Contrastive self-supervised pre-training with SimCLR: <syntaxhighlight lang="python"> import torch import torch.nn as nn import torch.nn.functional as F import torchvision.transforms as T from torchvision.models import resnet50

class SimCLR(nn.Module):

   def __init__(self, projection_dim=128, temperature=0.5):
       super().__init__()
       self.temperature = temperature
       # Backbone: ResNet-50 without final FC
       backbone = resnet50(weights=None)
       self.encoder = nn.Sequential(*list(backbone.children())[:-1])
       # Projection head: 2-layer MLP
       self.projector = nn.Sequential(
           nn.Linear(2048, 2048), nn.ReLU(),
           nn.Linear(2048, projection_dim)
       )
   def forward(self, x1, x2):
       h1 = self.encoder(x1).squeeze()
       h2 = self.encoder(x2).squeeze()
       z1 = F.normalize(self.projector(h1), dim=1)
       z2 = F.normalize(self.projector(h2), dim=1)
       return self.nt_xent_loss(z1, z2)
   def nt_xent_loss(self, z1, z2):
       """NT-Xent (Normalized Temperature-scaled Cross Entropy) loss."""
       N = z1.size(0)
       z = torch.cat([z1, z2], dim=0)  # 2N x D
       sim = torch.mm(z, z.T) / self.temperature  # 2N x 2N
       # Mask self-similarity
       mask = torch.eye(2*N, dtype=bool)
       sim.masked_fill_(mask, float('-inf'))
       # Positive pairs are at offsets [i, i+N] and [i+N, i]
       labels = torch.cat([torch.arange(N) + N, torch.arange(N)])
       return F.cross_entropy(sim, labels.to(z.device))
  1. Augmentation pipeline for SSL

ssl_transform = T.Compose([

   T.RandomResizedCrop(224, scale=(0.2, 1.0)),
   T.RandomHorizontalFlip(),
   T.ColorJitter(0.8, 0.8, 0.8, 0.2),
   T.RandomGrayscale(p=0.2),
   T.GaussianBlur(kernel_size=23),
   T.ToTensor(),
   T.Normalize([0.485, 0.456, 0.406], [0.229, 0.224, 0.225])

]) </syntaxhighlight>

SSL method selection guide
NLP pretraining → MLM (BERT-style); causal LM (GPT-style)
Vision: contrastive → SimCLR, MoCo v3, BYOL (no negatives)
Vision: masked reconstruction → MAE, BEiT, SimMIM
Vision: knowledge distillation → DINO, DINOv2
Audio → wav2vec 2.0, HuBERT (masked acoustic modeling)
Multimodal → CLIP (image-text contrastive), FLAVA

Analyzing[edit]

SSL Paradigm Comparison
Paradigm Requires Negatives Large Batch Needed Best Domain
Contrastive (SimCLR) Yes Yes (4096+) Vision
Non-contrastive (BYOL) No No Vision
Masked modeling (BERT) No No NLP, Vision
Distillation (DINO) No No Vision
Generative (GPT) No No NLP

Failure modes: Representation collapse (all embeddings map to same point) — mitigated by batch normalization, stop-gradient tricks, or negative samples.

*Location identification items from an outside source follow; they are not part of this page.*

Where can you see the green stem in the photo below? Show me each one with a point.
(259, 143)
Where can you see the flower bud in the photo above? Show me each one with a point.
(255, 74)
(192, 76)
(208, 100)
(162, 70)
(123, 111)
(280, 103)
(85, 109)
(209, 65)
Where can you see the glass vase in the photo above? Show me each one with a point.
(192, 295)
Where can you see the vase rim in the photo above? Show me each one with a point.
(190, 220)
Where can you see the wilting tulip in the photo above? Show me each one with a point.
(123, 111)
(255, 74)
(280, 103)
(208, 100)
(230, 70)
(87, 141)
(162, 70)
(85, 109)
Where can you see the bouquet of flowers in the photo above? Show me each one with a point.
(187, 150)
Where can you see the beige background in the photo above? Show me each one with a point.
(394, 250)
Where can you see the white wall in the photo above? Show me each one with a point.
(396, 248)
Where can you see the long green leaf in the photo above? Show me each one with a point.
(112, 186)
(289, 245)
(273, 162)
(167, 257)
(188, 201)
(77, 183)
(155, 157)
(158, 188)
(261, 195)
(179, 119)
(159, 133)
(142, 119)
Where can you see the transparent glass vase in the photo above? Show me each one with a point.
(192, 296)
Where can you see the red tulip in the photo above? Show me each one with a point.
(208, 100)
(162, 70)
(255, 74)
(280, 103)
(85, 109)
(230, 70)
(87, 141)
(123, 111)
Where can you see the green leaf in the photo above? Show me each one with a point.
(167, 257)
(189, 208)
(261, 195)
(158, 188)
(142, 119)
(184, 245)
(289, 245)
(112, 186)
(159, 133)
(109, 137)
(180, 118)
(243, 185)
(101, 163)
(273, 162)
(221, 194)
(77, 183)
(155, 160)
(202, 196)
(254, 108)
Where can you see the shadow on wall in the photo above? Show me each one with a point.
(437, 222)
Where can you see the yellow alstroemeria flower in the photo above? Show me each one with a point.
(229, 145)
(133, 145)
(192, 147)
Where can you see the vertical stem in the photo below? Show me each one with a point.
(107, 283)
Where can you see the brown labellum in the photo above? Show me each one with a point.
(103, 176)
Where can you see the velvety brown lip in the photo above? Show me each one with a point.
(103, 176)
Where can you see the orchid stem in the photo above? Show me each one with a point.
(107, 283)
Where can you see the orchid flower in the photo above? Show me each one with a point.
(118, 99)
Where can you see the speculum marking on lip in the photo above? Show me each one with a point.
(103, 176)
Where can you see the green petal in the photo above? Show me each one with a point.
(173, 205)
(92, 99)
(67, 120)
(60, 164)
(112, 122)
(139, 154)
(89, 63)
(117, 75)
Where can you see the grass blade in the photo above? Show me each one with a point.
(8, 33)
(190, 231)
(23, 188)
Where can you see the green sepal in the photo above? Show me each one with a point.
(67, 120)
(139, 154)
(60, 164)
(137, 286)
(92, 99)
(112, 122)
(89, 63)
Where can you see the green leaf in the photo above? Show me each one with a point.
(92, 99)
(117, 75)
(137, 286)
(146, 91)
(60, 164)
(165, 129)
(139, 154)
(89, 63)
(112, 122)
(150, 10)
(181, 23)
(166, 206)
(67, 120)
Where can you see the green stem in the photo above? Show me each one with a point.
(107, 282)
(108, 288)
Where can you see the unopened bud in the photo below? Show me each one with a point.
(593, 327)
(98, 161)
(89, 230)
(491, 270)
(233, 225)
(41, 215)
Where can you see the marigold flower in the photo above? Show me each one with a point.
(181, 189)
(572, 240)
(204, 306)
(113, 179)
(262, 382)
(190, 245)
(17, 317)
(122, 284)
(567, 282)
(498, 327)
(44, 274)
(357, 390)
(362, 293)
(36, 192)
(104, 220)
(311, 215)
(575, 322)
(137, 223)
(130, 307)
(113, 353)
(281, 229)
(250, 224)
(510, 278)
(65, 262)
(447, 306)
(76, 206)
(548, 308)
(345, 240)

Augmentation sensitivity — the SSL signal depends entirely on the augmentation strategy; wrong augmentations teach wrong invariances (e.g., color jitter teaches color invariance, bad for tasks requiring color discrimination).

Evaluating[edit]

Linear probing accuracy is the standard: freeze pre-trained encoder, train a linear classifier on its features. Higher accuracy = better representation quality. Compare SSL methods on ImageNet linear probe or NLP GLUE benchmarks. Few-shot evaluation: evaluate how well the SSL representation transfers with only 1–10 labeled examples per class. Expert practitioners also measure semantic alignment — do nearest neighbors in the representation space make semantic sense?

Creating[edit]

Designing an SSL pipeline for a new domain: (1) Choose appropriate augmentations that preserve semantic content but vary surface features. (2) Select paradigm: contrastive for vision/audio, masked modeling for text/structured data. (3) Pre-train on all available unlabeled data. (4) Linear probe evaluation at checkpoints. (5) Fine-tune on labeled data with lower learning rate than training from scratch. (6) Expect to outperform supervised baselines when labeled data is scarce (<10k examples).